I hated every minute of it. I was angry at the world, and nobody came up to say
“hi” to me afterwards. So I felt very like.. like.. that I didn’t belong there.
So it took me another year of putting together 30 days at a time or 60 days at
a time, until I started going to meetings in the Hillcrest area. And then that was
when I finally like found my group, my niche.. my like group of people
who like I could tell cared about me and understood like that my gender and my
sexuality had a lot to do with why I used in the first place. That’s where I
found my sponsor, that’s when I started working with steps. And like now.. and that
was.. I had one final relapse on December 31st of 2016 and so January 1st 2017 is
my clean date. I’m coming up on two years, which is really exciting. My advice to anybody who is struggling with addiction is honestly the 12-step programs.. like saved my life. Finding a group of sober and clean people who don’t use or don’t
drink has also really been helpful. There have been several times where like I
just wanted to go to a bar and get wasted. And like I would have if my like
good friends and recovery like wouldn’t or wouldn’t have been at that meeting
that I was supposed to go to. And like so my like sober group of people have like
really become my chosen family. And like we had like a look a sober Thanksgiving.

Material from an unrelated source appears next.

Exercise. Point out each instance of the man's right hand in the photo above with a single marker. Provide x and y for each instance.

That was like super fun. That I had never had so much fun during a holiday. So like
things like that I really encourage people to find.. find the sober people. And
it can be me. Reach out to me and I’ll go to a meeting with you. And that way it
doesn’t feel as scary Okay well I’m gonna say that drugs and
alcohol is always an option, but it’s being the best option. It’s never gonna
be the best option. My life today as a clean and sober person is myriad’s
better even at my lowest moments when I have like.. when I got dumped and then my
roommate stopped paying rent and somebody stole money out of my bank. All
within the same week like.. being clean and sober is much better than
being high and wasted. Like in that situation, especially, like getting high
or drunk is not going to solve the problem. So like it really comes down to
that and like having a higher power is really important as well. It’s something important
that really scares a lot of people off from the 12-step programs,
but like your higher power doesn’t have to be a person in the sky, it doesn’t
have to be the traditional God that the church has. It can be a chair for all
matters. It’s.. it’s.. it can be something that you believe in, which is what
sobriety has given me. It’s given me the ability to believe in things again, which
is like an amazing feeling to be able to believe in a higher power, to believe in
other people, and to believe in myself, is like such a cool thing.